The Burroughs family of ranchers and farmers has made a discovery.
"We call it management-intensive grazing," said Ward Burroughs, co-owner of Burroughs Family Farms. "It leads to the building up of soil. The opposite of losing topsoil is the building of soil."
Ward and his family graze their cows on organically grown grass instead of giving them corn-based feed. That improves the health of the soil as well as the animals, he said.
And that's one reason why the family was recently recognized in a statewide competition for their multi-generational organic family farm in northern Merced County.
The competitive Leopold Conservation Award celebrates those people "dedicated to land ethic," said Kevin Kiley, director of communications for Sand County Foundation, a national nonprofit that partners with organizations in eight states around the country to present the prize. "They're people who want to see their land and natural resources continue for the next generation. They're dedicated to caring for natural resources that are a benefit to everyone. And they do that alongside a sustainable agricultural operation."
Finalists for the Leo-pold Award are chosen by a group of judges composed of public and private agencies dedicated to conservation. The criteria for the award include overall land health, community outreach and innovation.

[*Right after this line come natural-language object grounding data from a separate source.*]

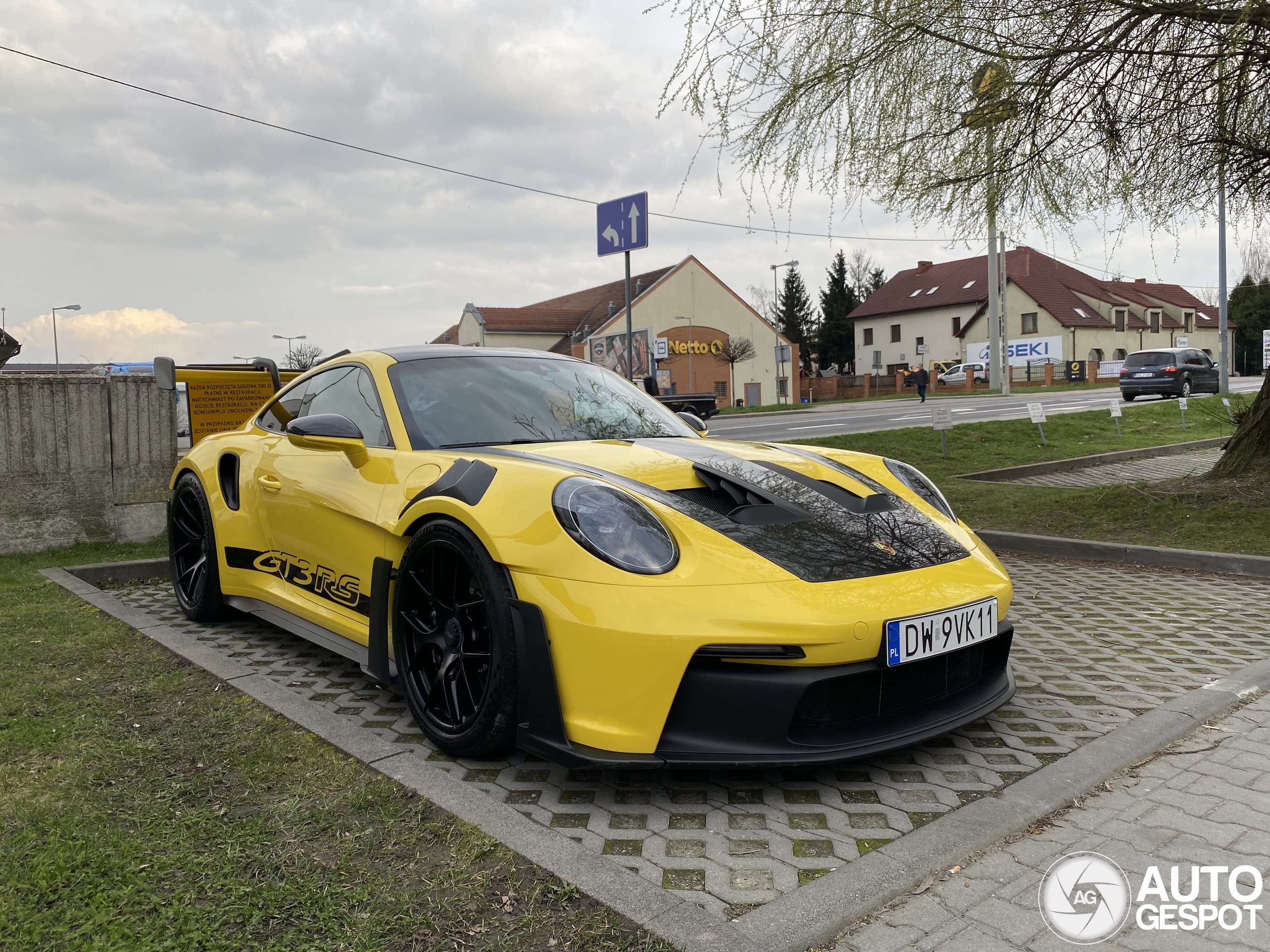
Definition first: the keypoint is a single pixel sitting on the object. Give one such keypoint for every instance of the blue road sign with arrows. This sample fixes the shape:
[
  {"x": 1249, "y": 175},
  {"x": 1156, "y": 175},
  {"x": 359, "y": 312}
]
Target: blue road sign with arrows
[{"x": 622, "y": 225}]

While Burroughs and his family didn't win the $10,000 first-place prize, they were proud to be one of three finalists in California.
"Being nominated is an honor in itself," said Rose Burroughs, Wade's wife. "And we're very proud of our family operation. We're pleased to share our story of our family farming legacy. I'm so proud of what the farm is doing because we're not only acting as responsible stewards of the land but also preparing the future for good health through a holistic approach through farming."
The Burroughs family farm is a third-generation business on more than 4,400 acres of land outside Denair. Over the last eight years, they have been steadily transitioning their operation to meet certified organic standards.
Ward said he and his wife started getting interested in organics because they wanted to feed their family healthier food but found it hard to avoid processed goods. That was more than a decade ago. "It's a family deal," he said. "Rosie was the first one to really recognize it. I was a conventional farmer -- all I knew was to do what everyone else was doing."
Today, the family has organic operations producing dairy goods, eggs, chickens, turkeys, beef, olives and almonds. The family also started an organic garden to feed themselves and their employees. They run five solar arrays that provide 80 percent of the power to irrigate their orchards.
"We don't do it to get recognized," said Ward. "We do it because we think it's the right thing to do. It's taking this land and making it better. That's what it's all about."